The museum released images of 24 restored patterns found on garments worn by historic figures including 12th Century Georgian royals Queen Tamar and King George III as well as Princess Tamar, also known as Gurji Khatuni.
The patterns were researched via illustrations seen on medieval frescoes and clothing. Photo from Art Palace/Facebook.
Museum director Giorgi Kalandia said the working group aimed to recreate 200 garments by the time the project ended.
First launched in 2014, the initiative was announced in September of last year after a group of artists involved in the project researched archives and took part in nationwide expeditions to explore historical material.
The patterns were digitalised and reproduced on a new fabric by the working team. Photo from Art Palace/Facebook.

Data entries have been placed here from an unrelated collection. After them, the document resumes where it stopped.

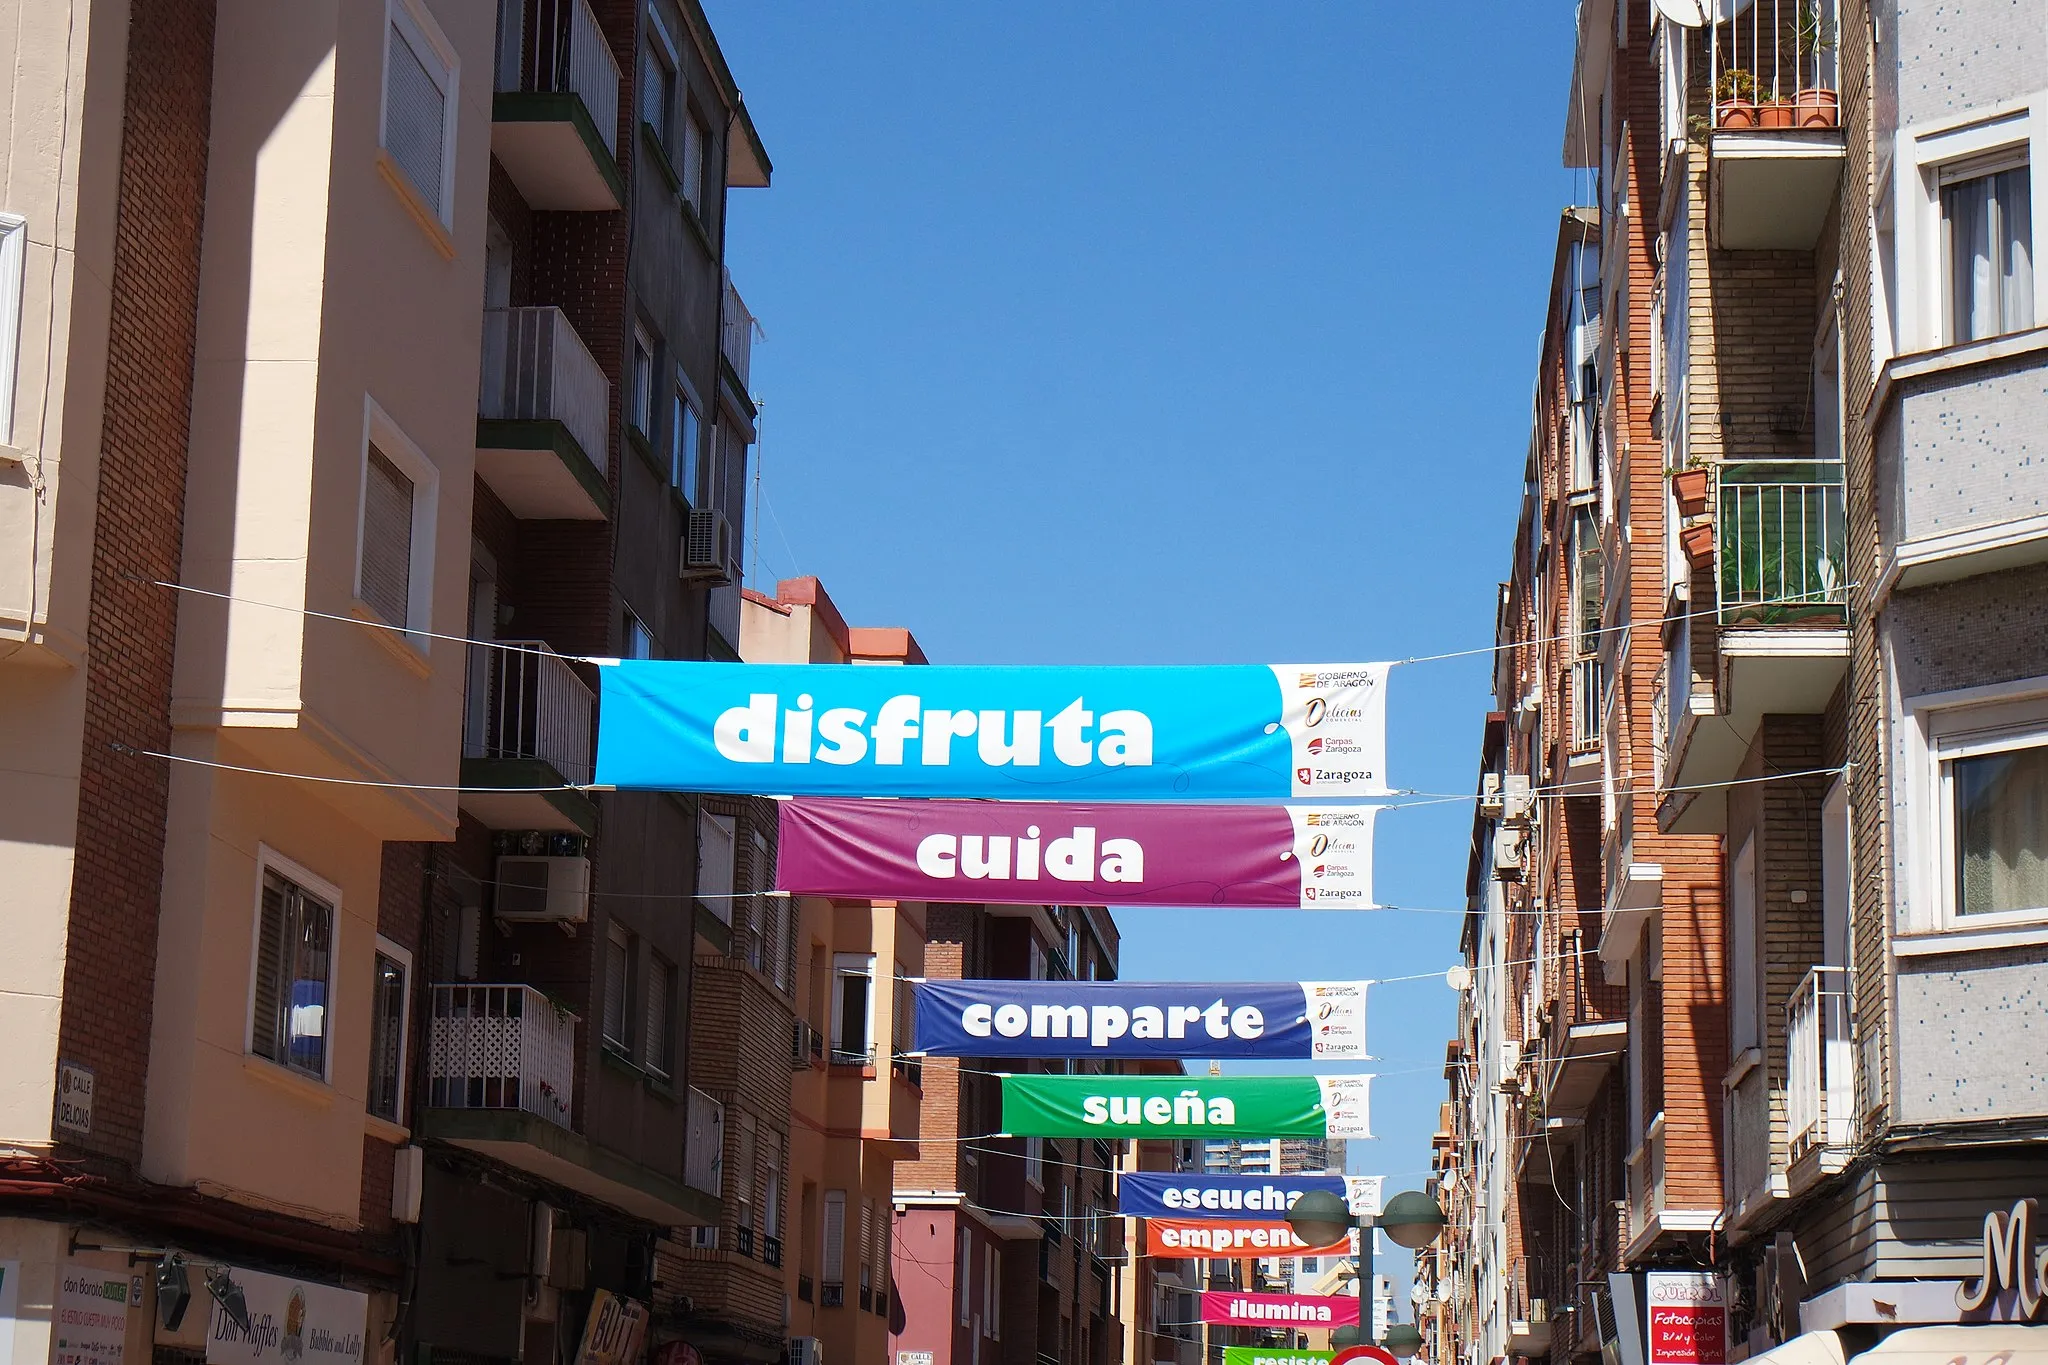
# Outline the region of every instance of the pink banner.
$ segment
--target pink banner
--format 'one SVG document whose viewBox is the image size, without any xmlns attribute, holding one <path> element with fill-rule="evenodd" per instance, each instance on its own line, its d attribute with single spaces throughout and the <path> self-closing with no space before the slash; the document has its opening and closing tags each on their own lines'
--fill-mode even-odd
<svg viewBox="0 0 2048 1365">
<path fill-rule="evenodd" d="M 1358 1300 L 1349 1295 L 1202 1295 L 1202 1321 L 1226 1327 L 1356 1327 Z"/>
<path fill-rule="evenodd" d="M 781 803 L 776 886 L 968 904 L 1367 909 L 1371 806 Z"/>
</svg>

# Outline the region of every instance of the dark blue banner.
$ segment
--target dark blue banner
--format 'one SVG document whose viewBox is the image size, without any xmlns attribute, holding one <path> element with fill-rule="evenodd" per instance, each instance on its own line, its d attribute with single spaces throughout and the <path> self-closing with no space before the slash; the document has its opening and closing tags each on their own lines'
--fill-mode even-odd
<svg viewBox="0 0 2048 1365">
<path fill-rule="evenodd" d="M 934 1057 L 1363 1060 L 1363 981 L 920 981 Z"/>
<path fill-rule="evenodd" d="M 1184 1175 L 1125 1171 L 1117 1212 L 1127 1218 L 1225 1218 L 1277 1222 L 1310 1190 L 1345 1197 L 1341 1175 Z"/>
</svg>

The six-person team included art critic Irina Saganelidze, digital designer Irakli Zambakhidze and painters Tornike Tkemaladze, Ekaterine Geguchadze, Artem Antanosyan and Irakli Gabesadze.
The creators copied fabric decorations seen on medieval frescoes and clothing before digitalising them. After this the group worked to recreate the patterns on fresh fabric.
Kalandia said his museum wanted to exhibit the restored items at international displays, include the samples in a special book and release the fabric in "serial production".